[英]Type declaration for function that returns a class constructor
I'm writing a TypeScript declaration file for a JavaScript game engine with a global structure and I don't quite know how to deal with this function that returns a class constructor. 我正在为具有全局结构的JavaScript游戏引擎编写TypeScript声明文件,我不知道如何处理这个返回类构造函数的函数。 Here is a simplified version of the code:
这是代码的简化版本:
var createScript = function(name) {
var script = function(args) {
this.app = args.app;
this.entity = args.entity;
}
script._name = name
return script;
}
Users are meant to extend the script
class constructor with their own code like this: 用户应该使用自己的代码扩展
script
类构造函数,如下所示:
var MyScript = createScript('myScript');
MyScript.someVar = 6;
MyScript.prototype.update = function(dt) {
// Game programming stuff
}
What is the proper way to deal with the createScript
function and script
class constructor in my declaration file? 在我的声明文件中处理
createScript
函数和script
类构造函数的正确方法是什么?
UPDATE I have updated my code example to show that users are also expected to extend the static side of the "class". 更新我已经更新了我的代码示例,以表明用户也应该扩展“类”的静态方面。 The answers given so far, though awesome, don't seem to allow for that.

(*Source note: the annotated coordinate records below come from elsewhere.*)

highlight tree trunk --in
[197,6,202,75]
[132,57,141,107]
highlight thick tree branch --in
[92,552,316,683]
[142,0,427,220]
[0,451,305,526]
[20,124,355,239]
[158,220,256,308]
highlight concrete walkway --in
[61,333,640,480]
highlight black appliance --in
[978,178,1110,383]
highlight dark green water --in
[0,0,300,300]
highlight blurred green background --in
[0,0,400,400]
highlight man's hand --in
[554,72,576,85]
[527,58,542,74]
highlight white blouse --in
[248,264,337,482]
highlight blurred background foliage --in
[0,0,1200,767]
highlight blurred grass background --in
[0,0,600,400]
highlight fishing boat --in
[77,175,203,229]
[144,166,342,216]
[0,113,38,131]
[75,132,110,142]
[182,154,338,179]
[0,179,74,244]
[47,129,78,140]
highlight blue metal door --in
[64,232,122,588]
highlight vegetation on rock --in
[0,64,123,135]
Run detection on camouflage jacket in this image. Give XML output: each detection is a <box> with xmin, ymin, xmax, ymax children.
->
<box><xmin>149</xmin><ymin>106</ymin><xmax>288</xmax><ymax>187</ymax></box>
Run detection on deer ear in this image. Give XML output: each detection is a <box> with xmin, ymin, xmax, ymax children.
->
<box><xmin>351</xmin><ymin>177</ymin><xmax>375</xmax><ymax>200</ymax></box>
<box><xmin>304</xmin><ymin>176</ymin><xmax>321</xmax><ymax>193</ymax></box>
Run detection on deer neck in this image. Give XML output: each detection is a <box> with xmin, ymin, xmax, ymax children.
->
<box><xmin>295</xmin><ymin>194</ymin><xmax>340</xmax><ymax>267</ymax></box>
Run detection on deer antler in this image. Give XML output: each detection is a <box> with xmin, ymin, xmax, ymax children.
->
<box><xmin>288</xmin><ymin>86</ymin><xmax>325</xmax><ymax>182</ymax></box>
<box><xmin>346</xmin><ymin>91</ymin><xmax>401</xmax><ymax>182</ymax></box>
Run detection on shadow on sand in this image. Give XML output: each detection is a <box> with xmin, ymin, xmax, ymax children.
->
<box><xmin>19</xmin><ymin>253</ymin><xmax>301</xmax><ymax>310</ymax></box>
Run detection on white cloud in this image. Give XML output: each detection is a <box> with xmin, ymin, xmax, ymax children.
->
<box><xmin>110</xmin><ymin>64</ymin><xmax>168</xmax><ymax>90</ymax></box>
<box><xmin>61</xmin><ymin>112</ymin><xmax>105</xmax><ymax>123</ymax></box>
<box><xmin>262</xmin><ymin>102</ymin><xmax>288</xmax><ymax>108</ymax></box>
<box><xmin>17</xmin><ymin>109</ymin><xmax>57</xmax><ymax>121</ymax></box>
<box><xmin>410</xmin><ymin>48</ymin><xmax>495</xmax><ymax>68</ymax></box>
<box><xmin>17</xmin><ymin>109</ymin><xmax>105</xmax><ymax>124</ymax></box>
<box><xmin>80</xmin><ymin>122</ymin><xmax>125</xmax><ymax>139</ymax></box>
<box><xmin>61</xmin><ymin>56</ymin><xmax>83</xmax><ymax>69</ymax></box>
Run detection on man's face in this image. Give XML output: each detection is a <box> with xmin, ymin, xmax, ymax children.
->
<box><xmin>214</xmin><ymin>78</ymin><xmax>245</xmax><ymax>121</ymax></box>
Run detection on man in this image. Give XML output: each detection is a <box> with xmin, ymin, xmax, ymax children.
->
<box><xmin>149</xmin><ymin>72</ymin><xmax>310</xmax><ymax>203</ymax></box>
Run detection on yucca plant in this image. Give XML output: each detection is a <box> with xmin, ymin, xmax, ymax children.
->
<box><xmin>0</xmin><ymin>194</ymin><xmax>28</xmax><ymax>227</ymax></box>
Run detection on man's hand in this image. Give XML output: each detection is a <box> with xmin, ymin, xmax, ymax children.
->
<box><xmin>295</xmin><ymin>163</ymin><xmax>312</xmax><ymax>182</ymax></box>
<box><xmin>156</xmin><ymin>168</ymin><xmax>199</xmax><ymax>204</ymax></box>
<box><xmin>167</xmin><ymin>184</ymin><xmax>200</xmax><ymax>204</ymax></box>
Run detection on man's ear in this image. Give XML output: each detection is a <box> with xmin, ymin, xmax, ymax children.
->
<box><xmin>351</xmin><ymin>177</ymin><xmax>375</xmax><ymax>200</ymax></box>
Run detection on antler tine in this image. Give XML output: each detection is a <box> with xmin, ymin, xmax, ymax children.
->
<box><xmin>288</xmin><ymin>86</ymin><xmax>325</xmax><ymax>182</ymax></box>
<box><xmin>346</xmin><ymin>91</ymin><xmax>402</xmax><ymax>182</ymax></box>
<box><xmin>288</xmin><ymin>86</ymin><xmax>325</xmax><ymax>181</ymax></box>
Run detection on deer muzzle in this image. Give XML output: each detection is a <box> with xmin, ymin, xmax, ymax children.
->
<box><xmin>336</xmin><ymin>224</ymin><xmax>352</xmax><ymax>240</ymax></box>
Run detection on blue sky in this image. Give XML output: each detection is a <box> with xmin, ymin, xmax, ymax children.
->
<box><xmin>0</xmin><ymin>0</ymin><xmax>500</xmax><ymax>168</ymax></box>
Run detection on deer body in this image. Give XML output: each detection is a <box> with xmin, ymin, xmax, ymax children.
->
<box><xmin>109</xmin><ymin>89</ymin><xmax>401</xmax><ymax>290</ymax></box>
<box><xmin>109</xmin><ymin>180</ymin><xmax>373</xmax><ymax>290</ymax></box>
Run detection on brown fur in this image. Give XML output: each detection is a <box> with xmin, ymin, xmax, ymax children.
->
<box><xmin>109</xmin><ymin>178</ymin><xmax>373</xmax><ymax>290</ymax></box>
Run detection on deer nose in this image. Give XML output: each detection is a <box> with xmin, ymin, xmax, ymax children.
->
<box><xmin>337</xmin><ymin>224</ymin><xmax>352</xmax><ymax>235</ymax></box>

到目前为止给出的答案虽然很棒,但似乎并不允许这样做。
you can declare the returntype of createScript
as some kind of generic script constructor 您可以将
createScript
的返回类型声明为某种通用脚本构造函数
interface AbstractScript {
app;
entity;
}
interface ScriptConstructor<T extends AbstractScript> {
new(args: AbstractScript): T;
readonly prototype: T;
}
declare function createScript(name: string): ScriptConstructor<any>;
and then 然后
interface Foo extends AbstractScript {
foo(): void;
}
let Foo:ScriptConstructor<Foo> = createScript("Foo");
Foo.prototype.foo = function () { }
let d = new Foo({app: "foo", entity: "bar"});
d.foo();
d.entity
d.app
Note: named the constructor and the interface of the created class both Foo
for conveniance reasons. 注意:出于方便原因,将构造函数和创建的类的接口命名为
Foo
。
Thaught first, TS might have an issue with that, but no, it differentiates nicely. 首先,TS可能有一个问题,但不是,它很好地区分。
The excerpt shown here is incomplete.